3. de vordering is eerst opeisbaar bij ontbinding van deze overeenkomst.”
Op enig moment hebben [geïntimeerde] en [appellant] hun affectieve relatie beëindigd. [geïntimeerde] heeft een nieuwe woning gekocht, welke op 4 mei 2009 aan haar is geleverd. Vanaf die datum is [geïntimeerde] deze woning gaan bewonen.
Op 25 januari 2010 heeft [geïntimeerde] executoriaal beslag laten leggen op de woning van [appellant] te ( [postcode] ) [plaats] aan de [adres] .
In de brief van 18 mei 2011 van deurwaarder [deurwaarder] staat (productie 24 bij dagvaarding):
“In opgemelde zaak delen wij u namens cliënte mede dat akkoord wordt gegaan met een betalingsregeling waarbij u een bedrag gaat aflossen van € 200,00 per maand.
Wij wijzen u er nadrukkelijk op dat uw betalingen stipt op de 01e van de maand door ons dienen te zijn ontvangen met ingang van 01/06/2011 en zo vervolgens iedere maand totdat het totale verschuldigde bedrag van € 32058,33 (+ de rente vanaf heden) is voldaan.”
In de maanden september en oktober 2019 heeft [appellant] de betalingen van € 200,00 per maand niet voldaan aan [geïntimeerde] .
Bij brief van 1 oktober 2019 heeft de deurwaarder het volgende aan [appellant] bericht (productie 3 bij dagvaarding):
“Wij hebben met u een betalingsregeling getroffen van € 200,00 per maand. Helaas hebben wij gecon[s]
tateerd dat u de betalingsregeling niet meer bent nagekomen. De betalingsregeling is daarom komen te vervallen en bent u het totale nog openstaande bedrag verschuldigd.”
Bij e-mail van 11 mei 2020 (productie 17 bij dagvaarding) heeft de deurwaarder aan [appellant] onder andere het volgende bericht:
“(…), inmiddels is gebleken dat uw cliënt de betalingsregeling niet correct is nagekomen waardoor de regeling is komen te vervallen. (…).
Wij hebben de hypotheekhouder[SNS, toevoeging hof]
gevraagd de executie van de woning verder ter hand te nemen.”

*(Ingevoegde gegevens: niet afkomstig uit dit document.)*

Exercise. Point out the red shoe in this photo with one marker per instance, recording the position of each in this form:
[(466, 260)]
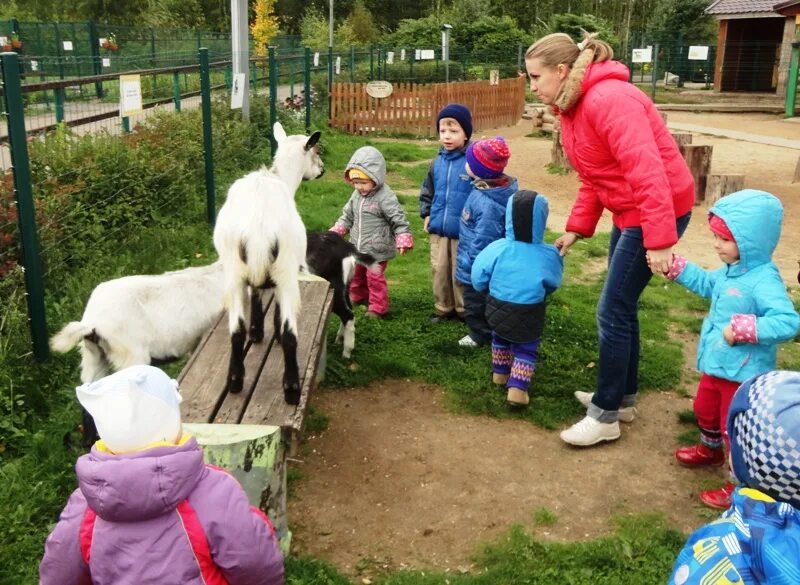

De procedure bij de voorzieningenrechter
3.2.1.
In de procedure bij de voorzieningenrechter vorderde [appellant] om bij vonnis, voor zoveel mogelijk uitvoerbaar bij voorraad:
I. - primair: het executoriale beslag op te heffen;
- subsidiair: [geïntimeerde] te veroordelen het executoriale beslag met onmiddellijke ingang op te heffen onder verbeurte van een dwangsom van € 200,00 per dag voor iedere dag dat zij in gebreke blijft aan deze veroordeling te voldoen;
- meer subsidiair: te bepalen dat de tenuitvoerlegging van de samenlevingsovereenkomst met onmiddellijke ingang wordt geschorst;
- meest subsidiair: de primair, subsidiair of meer subsidiair gevorderde voorziening te treffen onder de voorwaarde dat [appellant] ten gunste van [geïntimeerde] een tweede hypotheek vestigt, althans een door de voorzieningenrechter te bepalen zekerheid stelt;
II. [geïntimeerde] te veroordelen in de kosten van deze procedure, te vermeerderen met de wettelijke rente daarover vanaf veertien dagen na dagtekening van het in deze te wijzen vonnis, alsmede [geïntimeerde] te veroordelen in de nakosten en eventuele verdere executiekosten.
3.2.2.
[appellant] legde aan zijn vordering ten grondslag, kort samengevat, dat het executoriale beslag dat namens [geïntimeerde] op 25 januari 2010 is gelegd op zijn woning, onrechtmatig is. Hij betoogt daartoe dat de vordering die [geïntimeerde] heeft met betrekking tot het aan hem geleende bedrag van € 34.000,00 niet opeisbaar is. De samenlevingsovereenkomst tussen hem en [geïntimeerde] is nooit ontbonden, terwijl dat op grond van de slotbepalingen in de samenwerkingsovereenkomst voorwaarde is voor de opeisbaarheid. [appellant] voert verder aan dat, gelet op diverse door hem nader omschreven omstandigheden, een executoriale verkoop van zijn woning misbruik van executiebevoegdheid oplevert, althans misbruik van recht.
3.2.3.
[geïntimeerde] bestreed de vordering van [appellant] en voerde gemotiveerd verweer. Dat verweer zal, voor zover in hoger beroep van belang, in het navolgende aan de orde komen.
3.2.4.
In het bestreden vonnis heeft de voorzieningenrechter de vorderingen van [appellant] afgewezen, met veroordeling van [appellant] in de proceskosten.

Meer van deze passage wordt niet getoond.